THE FAI are optimistic they will receive good news in Switzerland today when they find out if their bid to host four games in Euro 2020 has been successful.
Dublin is one of the 19 cities in the running to stage fixtures in a tournament that will be spread out across 13 venues in a grand plan devised by UEFA president Michel Platini.
This morning in Geneva, the UEFA Executive Committee will vote on the respective bids, and they will then make the results known at midday.
The Irish team have reason to feel confident after the Aviva Stadium - which would host all four of the fixtures - received a positive review at the assessment phase.
Dublin also scored well in terms of transport and accommodation facilities after the successful staging of the 2011 Europa League final.

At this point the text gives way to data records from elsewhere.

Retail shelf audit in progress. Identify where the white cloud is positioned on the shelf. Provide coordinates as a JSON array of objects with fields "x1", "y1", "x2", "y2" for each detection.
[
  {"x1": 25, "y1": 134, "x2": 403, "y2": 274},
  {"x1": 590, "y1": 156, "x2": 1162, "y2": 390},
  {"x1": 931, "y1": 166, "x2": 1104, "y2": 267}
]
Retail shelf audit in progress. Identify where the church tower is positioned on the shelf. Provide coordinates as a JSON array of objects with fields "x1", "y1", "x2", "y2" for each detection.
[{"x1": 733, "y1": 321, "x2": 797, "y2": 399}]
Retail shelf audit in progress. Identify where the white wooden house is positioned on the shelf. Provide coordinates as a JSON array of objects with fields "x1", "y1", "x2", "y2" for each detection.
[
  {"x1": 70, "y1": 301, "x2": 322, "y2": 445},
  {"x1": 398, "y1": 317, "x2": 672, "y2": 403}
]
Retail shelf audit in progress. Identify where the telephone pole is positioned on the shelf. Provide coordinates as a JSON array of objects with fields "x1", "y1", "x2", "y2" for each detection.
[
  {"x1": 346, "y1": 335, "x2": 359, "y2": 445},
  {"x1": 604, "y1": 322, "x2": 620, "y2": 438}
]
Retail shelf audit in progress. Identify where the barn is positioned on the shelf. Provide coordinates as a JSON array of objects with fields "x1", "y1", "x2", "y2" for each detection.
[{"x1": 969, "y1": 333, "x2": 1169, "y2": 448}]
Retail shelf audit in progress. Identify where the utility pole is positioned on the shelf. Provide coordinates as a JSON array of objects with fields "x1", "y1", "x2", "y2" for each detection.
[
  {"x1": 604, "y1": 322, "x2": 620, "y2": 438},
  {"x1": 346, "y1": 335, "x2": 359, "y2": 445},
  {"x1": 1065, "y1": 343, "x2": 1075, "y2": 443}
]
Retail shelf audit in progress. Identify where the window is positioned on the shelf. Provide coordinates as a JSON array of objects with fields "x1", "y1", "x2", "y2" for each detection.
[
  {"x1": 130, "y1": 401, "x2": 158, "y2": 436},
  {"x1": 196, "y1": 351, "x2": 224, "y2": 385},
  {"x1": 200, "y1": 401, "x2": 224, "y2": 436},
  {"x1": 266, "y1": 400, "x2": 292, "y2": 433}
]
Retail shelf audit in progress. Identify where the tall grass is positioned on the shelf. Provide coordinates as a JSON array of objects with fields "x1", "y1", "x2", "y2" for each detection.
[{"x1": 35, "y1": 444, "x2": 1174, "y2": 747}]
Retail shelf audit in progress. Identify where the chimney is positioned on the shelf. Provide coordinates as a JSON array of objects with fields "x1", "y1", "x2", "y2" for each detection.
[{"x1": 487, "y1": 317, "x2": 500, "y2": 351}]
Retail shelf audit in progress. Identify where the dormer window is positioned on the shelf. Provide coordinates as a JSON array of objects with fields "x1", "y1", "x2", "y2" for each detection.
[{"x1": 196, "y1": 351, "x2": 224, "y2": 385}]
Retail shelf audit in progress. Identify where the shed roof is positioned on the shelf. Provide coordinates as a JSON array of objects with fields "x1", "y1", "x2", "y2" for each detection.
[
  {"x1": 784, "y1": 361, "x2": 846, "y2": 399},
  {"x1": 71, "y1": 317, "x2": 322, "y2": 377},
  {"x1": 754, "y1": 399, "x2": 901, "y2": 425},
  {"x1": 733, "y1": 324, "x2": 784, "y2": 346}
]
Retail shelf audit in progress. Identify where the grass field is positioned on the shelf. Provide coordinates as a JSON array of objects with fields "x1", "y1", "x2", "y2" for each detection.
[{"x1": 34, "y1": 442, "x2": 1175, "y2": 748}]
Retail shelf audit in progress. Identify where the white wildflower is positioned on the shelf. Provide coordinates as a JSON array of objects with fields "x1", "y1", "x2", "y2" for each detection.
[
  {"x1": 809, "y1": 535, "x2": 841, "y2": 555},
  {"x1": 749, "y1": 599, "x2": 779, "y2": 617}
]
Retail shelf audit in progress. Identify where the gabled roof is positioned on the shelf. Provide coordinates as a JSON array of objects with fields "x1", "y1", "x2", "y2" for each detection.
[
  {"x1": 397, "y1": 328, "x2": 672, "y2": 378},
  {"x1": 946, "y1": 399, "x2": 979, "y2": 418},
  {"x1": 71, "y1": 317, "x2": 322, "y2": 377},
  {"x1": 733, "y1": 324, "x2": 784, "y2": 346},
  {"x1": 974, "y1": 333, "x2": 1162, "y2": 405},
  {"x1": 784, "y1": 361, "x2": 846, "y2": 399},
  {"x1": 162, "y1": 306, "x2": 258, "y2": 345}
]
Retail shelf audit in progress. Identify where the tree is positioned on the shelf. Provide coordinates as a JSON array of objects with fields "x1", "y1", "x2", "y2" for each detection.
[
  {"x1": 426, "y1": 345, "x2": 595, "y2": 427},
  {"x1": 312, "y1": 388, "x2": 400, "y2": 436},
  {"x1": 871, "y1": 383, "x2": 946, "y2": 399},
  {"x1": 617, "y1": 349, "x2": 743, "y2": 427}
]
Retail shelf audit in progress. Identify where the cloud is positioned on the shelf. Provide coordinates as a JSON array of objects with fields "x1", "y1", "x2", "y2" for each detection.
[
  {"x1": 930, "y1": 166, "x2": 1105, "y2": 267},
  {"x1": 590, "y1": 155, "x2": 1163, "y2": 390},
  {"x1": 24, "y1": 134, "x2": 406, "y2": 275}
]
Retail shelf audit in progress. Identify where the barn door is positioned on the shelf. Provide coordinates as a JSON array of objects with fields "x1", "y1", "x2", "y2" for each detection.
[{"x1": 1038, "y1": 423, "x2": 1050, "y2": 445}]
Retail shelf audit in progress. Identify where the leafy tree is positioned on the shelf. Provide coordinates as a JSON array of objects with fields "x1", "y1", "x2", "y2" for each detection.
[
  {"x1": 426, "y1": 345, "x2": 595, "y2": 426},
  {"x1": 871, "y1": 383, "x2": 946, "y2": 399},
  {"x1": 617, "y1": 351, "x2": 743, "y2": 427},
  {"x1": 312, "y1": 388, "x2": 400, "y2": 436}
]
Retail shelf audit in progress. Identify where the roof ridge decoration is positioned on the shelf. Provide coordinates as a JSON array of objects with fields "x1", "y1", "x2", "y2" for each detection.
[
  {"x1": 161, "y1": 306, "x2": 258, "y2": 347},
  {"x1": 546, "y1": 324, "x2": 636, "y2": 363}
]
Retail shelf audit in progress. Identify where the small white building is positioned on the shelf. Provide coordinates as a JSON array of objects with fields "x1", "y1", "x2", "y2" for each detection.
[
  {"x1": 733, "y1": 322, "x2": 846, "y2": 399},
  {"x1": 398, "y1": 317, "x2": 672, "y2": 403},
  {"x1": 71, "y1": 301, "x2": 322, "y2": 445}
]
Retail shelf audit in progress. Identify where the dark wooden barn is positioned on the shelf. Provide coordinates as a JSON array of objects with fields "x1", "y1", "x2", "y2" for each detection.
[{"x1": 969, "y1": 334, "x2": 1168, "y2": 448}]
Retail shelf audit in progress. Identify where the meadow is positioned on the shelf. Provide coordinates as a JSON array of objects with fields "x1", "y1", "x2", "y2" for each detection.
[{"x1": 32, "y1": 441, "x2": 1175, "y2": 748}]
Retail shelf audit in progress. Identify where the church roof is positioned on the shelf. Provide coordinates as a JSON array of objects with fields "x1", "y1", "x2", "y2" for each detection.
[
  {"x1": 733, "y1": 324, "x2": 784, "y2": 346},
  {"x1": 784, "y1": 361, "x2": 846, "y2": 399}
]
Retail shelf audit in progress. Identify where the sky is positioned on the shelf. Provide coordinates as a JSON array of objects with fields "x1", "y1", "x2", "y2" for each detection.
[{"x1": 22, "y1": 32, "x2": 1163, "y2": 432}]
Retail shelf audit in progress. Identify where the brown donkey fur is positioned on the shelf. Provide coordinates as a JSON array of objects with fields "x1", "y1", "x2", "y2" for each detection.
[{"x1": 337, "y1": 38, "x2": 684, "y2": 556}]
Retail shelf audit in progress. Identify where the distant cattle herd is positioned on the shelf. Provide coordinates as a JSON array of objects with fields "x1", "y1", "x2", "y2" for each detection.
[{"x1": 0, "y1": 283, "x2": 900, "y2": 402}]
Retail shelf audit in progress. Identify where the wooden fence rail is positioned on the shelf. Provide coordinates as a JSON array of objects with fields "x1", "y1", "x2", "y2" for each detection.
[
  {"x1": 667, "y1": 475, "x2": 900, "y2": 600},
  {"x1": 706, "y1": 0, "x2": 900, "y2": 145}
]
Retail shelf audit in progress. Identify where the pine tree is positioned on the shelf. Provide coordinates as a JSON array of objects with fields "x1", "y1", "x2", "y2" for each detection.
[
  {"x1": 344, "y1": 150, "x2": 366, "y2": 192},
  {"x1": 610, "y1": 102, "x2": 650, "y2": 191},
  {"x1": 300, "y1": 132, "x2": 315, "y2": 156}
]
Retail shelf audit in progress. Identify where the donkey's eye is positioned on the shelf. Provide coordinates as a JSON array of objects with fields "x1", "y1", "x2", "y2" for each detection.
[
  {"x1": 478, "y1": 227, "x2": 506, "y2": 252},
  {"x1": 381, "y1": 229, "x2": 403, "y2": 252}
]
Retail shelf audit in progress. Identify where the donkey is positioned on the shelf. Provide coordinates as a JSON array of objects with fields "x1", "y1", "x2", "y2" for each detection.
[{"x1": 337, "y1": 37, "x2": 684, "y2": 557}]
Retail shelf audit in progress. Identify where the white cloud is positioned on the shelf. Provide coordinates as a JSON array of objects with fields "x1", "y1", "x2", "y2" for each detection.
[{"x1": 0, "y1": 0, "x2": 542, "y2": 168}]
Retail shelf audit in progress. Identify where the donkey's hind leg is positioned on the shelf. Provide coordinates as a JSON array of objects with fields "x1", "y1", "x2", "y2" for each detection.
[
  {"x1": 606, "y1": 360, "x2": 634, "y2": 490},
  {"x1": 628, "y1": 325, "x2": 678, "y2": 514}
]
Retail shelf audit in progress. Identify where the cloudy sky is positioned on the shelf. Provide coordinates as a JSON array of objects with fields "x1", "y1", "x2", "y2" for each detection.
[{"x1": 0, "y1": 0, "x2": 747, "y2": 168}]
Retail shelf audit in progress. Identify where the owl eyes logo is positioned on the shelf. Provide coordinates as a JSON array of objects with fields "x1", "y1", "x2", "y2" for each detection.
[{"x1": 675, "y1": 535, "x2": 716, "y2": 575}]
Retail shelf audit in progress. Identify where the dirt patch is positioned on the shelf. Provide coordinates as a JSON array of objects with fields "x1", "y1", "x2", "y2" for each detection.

However, they are conscious that the regionalised aspect of the plan could make things complicated.
Last night, UEFA chiefs were meeting with a view to dividing the respective bids into six to eight geographical zones ahead of the vote.
England are favourites to land the semi-finals and final. Scotland and Wales are both targeting the same package as Ireland, which consists of three group matches and one knock-out encounter.
It means that one of the Celtic contenders is likely to miss out, with the Irish delegation confident that their government-backed bid will get across the line.
The first phase of voting will determine the final and semi-final, the second will figure out the four associations which will host a quarter-final and three group games and the third will hand out the packages for three group games and a round of 16 tie.
Ireland will be looking for white smoke from the third phase, although the UEFA blazers will use that round to pick one city from regional zones which did not succeed in the first two phases.
Therefore, the fourth and final phase will effectively function as a wildcard selection between the remaining locations that failed to make the cut during the initial three rounds. The FAI are conscious that the vagaries of the process mean that it could go down to the wire.
Minister of State for Tourism and Sport Michael Ring has accompanied the FAI delegation along with officials from Dublin City Council.
In addition to the four nations from this part of the world, Azerbaijan, Belarus, Belgium, Bulgaria, Denmark, Macedonia, Germany, Hungary, Israel, Italy, Netherlands, Romania, Russia, Spain and Sweden are the other bids hoping to get the nod.
Meanwhile, Martin O’Neill’s Ireland have moved up four places to 62nd in the latest round of FIFA world rankings after the opening Euro 2016 win over Georgia.